あれっ・・・でもどうしてだ・・・?天空の盾は最高の防御力を誇る盾だから、赤富士さんが繰り出す大ナタ攻撃を受け止めることができるのは当たり前だが、それを装備しているのは経験値恐らく1の俺だ・・・そのまま腕ごと吹き飛ばされていても不思議ではないはずだ・・・だが、俺はしっかりと2本の足で立っている。
『ズッゴォォーンッ』試しに銅剣を思いっきり突いてみる・・・と、赤富士さんの腹深くまで突き刺さった。
「うぎゃぁーっ・・・」
たまらず赤富士さんが、畳の上をのたうち回る・・・。
『ガサガサッ』すぐに冒険者の袋をまさぐり、鋼鉄の剣を取り出して装備してみる・・・と、装備できた。
「力が戻ったようだぞ・・・戦える!」
すぐに源五郎たちに声をかける。
「だありゃあっ・・・!」
『シュッパパンッ・・・シュパッ』そのまま床を転がっている赤富士さんに何度も斬りつけていく。
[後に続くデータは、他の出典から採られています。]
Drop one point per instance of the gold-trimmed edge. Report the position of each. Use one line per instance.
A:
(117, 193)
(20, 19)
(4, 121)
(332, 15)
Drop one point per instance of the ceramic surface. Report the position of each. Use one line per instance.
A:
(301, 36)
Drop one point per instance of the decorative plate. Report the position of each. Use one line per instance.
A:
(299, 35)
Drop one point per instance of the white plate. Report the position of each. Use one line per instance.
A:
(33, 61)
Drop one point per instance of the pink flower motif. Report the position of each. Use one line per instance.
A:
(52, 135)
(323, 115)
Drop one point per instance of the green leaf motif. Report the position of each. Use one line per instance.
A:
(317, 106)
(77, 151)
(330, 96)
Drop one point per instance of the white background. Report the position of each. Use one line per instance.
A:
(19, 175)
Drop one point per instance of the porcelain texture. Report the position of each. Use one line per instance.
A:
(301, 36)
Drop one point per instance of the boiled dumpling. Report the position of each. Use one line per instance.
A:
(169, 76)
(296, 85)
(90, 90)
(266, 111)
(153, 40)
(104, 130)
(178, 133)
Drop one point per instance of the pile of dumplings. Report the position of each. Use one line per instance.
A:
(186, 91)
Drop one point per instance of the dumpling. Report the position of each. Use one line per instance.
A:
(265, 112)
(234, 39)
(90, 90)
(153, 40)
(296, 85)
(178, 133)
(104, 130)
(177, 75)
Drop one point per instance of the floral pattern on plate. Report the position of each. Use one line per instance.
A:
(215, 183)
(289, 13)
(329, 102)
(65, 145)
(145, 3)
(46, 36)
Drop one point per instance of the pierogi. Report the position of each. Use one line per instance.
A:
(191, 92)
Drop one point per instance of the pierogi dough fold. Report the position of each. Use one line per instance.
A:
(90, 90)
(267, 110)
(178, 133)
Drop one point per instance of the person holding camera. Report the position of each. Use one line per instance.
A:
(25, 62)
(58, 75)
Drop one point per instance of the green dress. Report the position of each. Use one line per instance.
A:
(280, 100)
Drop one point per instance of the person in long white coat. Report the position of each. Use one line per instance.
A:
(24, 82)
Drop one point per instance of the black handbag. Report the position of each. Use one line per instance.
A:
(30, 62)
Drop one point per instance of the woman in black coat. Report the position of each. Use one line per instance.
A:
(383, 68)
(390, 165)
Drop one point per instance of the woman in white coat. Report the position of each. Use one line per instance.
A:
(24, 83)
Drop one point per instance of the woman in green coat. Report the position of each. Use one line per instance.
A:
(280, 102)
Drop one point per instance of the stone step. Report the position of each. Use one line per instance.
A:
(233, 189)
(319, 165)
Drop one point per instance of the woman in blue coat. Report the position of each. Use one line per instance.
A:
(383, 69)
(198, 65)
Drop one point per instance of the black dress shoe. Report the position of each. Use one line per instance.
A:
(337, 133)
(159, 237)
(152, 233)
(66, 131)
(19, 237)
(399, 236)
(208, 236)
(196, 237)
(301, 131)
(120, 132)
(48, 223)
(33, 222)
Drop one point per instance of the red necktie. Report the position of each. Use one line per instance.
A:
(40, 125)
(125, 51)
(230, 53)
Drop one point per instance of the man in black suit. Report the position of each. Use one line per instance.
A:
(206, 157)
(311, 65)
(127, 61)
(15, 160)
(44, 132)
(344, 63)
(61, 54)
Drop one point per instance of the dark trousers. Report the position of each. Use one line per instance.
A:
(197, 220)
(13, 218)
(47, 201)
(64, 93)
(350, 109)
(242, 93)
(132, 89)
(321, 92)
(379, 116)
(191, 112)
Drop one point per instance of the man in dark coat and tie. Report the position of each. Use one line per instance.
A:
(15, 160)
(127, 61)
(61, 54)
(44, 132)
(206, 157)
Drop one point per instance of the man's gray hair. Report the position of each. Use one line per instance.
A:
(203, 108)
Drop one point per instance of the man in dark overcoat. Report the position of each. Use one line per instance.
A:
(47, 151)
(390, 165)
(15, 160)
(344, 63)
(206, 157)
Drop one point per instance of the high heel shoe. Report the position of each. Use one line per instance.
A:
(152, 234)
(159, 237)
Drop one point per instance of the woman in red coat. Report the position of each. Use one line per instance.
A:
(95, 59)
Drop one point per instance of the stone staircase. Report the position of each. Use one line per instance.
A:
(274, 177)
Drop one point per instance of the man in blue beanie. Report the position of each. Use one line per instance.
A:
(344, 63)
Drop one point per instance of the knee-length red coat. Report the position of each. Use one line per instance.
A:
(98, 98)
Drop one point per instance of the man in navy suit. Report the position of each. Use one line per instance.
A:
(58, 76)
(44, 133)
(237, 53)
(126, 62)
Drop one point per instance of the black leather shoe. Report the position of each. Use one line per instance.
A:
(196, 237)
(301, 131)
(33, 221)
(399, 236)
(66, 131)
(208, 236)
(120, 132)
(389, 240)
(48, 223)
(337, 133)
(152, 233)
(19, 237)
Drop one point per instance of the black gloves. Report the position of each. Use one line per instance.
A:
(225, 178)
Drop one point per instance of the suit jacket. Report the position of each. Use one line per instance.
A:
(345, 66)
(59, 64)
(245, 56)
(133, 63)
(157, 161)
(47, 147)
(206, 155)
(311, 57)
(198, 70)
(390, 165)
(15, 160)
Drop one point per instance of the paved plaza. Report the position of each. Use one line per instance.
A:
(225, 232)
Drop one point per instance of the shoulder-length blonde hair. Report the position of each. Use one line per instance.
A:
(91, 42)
『シュシュシュシュシュシュ・・・・ズバババババババッ』弓を装備しなおして、矢じり付きの矢に切り替えたのだろう・・・白富士さんも源五郎の矢攻撃でハリネズミのようになっていく。
「神の裁き!」
『バリバリバリバリッ・・・ガッガァーンッ』さらにレイの強烈な雷撃がお見舞いされた・・・。
「うっ・・・ぎゃぁー・・・がっだぃー・・・。」
『ゴロゴロゴロゴロゴロッ』『ゴロゴロゴロゴロッ』ダメージを負った赤富士さんと白富士さんは、畳の上を転がりながら逃げまどい、やがて1ヶ所に集まると体を重ね合い合体していく・・・見る見るうちに紅白の縞模様の紅白富士さんとなった・・・。
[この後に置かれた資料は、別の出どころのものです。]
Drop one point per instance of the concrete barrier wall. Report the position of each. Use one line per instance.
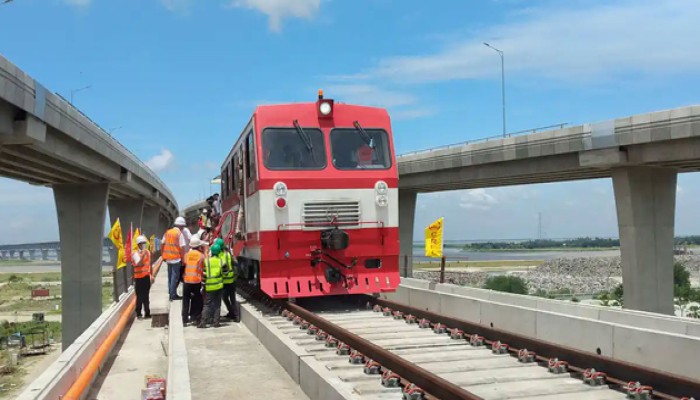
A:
(639, 319)
(616, 334)
(58, 378)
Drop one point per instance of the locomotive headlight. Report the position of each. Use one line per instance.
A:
(280, 189)
(381, 187)
(325, 108)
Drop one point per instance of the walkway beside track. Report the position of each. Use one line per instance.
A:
(229, 362)
(140, 353)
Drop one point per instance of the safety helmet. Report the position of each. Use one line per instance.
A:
(196, 242)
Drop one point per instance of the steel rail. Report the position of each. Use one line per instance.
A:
(434, 386)
(664, 384)
(427, 381)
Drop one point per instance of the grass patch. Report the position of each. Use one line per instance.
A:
(15, 262)
(30, 277)
(478, 264)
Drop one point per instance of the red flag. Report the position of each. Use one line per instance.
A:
(127, 246)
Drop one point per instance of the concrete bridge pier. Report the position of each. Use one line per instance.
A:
(81, 218)
(129, 213)
(645, 198)
(407, 215)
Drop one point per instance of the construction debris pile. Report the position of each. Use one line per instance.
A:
(587, 275)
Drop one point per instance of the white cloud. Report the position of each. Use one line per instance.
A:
(162, 161)
(594, 43)
(277, 10)
(478, 199)
(177, 5)
(78, 3)
(403, 105)
(370, 95)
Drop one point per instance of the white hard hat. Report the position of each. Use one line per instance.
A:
(195, 242)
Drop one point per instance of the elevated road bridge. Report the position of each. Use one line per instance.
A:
(46, 141)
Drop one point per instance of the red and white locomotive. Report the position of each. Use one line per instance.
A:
(310, 191)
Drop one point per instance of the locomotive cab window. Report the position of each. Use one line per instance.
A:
(355, 149)
(293, 149)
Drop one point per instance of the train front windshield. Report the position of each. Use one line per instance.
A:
(360, 149)
(291, 149)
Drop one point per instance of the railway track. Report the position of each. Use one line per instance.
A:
(386, 350)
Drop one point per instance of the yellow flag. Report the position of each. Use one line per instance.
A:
(121, 257)
(115, 235)
(134, 245)
(433, 239)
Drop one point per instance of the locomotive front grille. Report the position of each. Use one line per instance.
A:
(317, 214)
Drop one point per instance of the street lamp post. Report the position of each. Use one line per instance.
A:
(74, 91)
(503, 85)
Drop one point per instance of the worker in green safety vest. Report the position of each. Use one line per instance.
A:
(229, 274)
(214, 287)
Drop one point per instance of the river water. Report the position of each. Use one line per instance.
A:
(455, 254)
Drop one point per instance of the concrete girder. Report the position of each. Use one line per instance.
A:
(17, 164)
(645, 198)
(41, 159)
(81, 217)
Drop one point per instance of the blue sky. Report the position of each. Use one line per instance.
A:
(176, 80)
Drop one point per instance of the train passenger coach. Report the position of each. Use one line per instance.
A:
(311, 191)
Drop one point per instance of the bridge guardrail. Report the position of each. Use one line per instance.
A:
(486, 139)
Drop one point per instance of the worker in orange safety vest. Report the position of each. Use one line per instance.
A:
(143, 277)
(173, 252)
(192, 301)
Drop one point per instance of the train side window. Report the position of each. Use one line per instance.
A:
(236, 182)
(250, 159)
(231, 174)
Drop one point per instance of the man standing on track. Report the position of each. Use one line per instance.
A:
(143, 277)
(214, 287)
(173, 252)
(192, 301)
(229, 274)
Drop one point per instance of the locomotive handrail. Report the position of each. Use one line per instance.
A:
(329, 223)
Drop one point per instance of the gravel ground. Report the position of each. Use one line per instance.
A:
(580, 274)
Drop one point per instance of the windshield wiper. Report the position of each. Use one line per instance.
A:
(365, 136)
(304, 137)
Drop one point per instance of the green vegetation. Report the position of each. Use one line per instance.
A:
(479, 264)
(30, 277)
(585, 243)
(506, 283)
(8, 328)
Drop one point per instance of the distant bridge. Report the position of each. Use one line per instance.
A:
(35, 251)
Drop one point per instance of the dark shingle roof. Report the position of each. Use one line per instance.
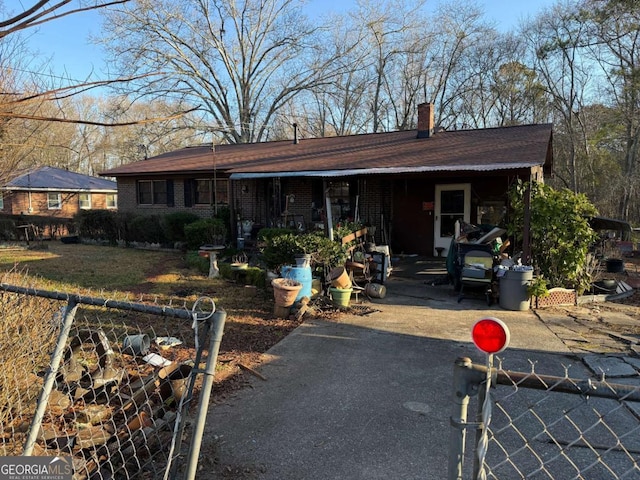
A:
(50, 178)
(483, 149)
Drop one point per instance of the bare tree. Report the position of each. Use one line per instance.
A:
(614, 24)
(239, 61)
(558, 39)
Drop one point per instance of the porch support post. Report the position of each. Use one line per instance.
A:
(526, 234)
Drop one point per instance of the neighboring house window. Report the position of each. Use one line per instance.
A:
(84, 199)
(112, 200)
(154, 192)
(54, 201)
「まずいぞ・・・合体すると確か物理攻撃力も物理防御力も特AAだったはずだ・・・。」
しまった・・・強さが戻ったことに安心して、すぐに止めを刺そうとしていなかった・・・。
「とうっ・・・!」
『シュタッ・・・タッ・・・タッ・・・』するとツバサがすぐに宙に舞い上がり、壁を蹴って加速していく・・・。
「奥義・・・鷲撃泰覇斬!」
『ギューンッ』天井の梁を思い切り蹴ると、そのまま両手を広げて滑空の態勢に入り、紅白富士さんの背後から、背中めがけて頭から一直線に突っ込んで行く・・・『ドッガァーンッ』そうか・・・彼女は合体する時を待っていたんだ・・・この時に一気に片付けようとして・・・。
『ズッダァーンッ』紅白富士さんはV字型に背骨をまげて、そのまま畳の上に伏した・・・。
「よしっ、今だ・・・一斉攻撃!」
『シュッパンッパンパンパンッ』『シュシュシュシュシュシュズバッズバッズバッズバッ』『ゴロゴロゴロゴロッドッゴォーンッ』源五郎とレイも加わり、全員で猛攻撃を仕掛けていく・・・『フシュー』『クルクルクル・・・シュタッ』上方で攻撃を仕掛けていたツバサが、回転しながら華麗に着地すると同時に紅白富士さんは消滅した・・・倒したのだ・・・。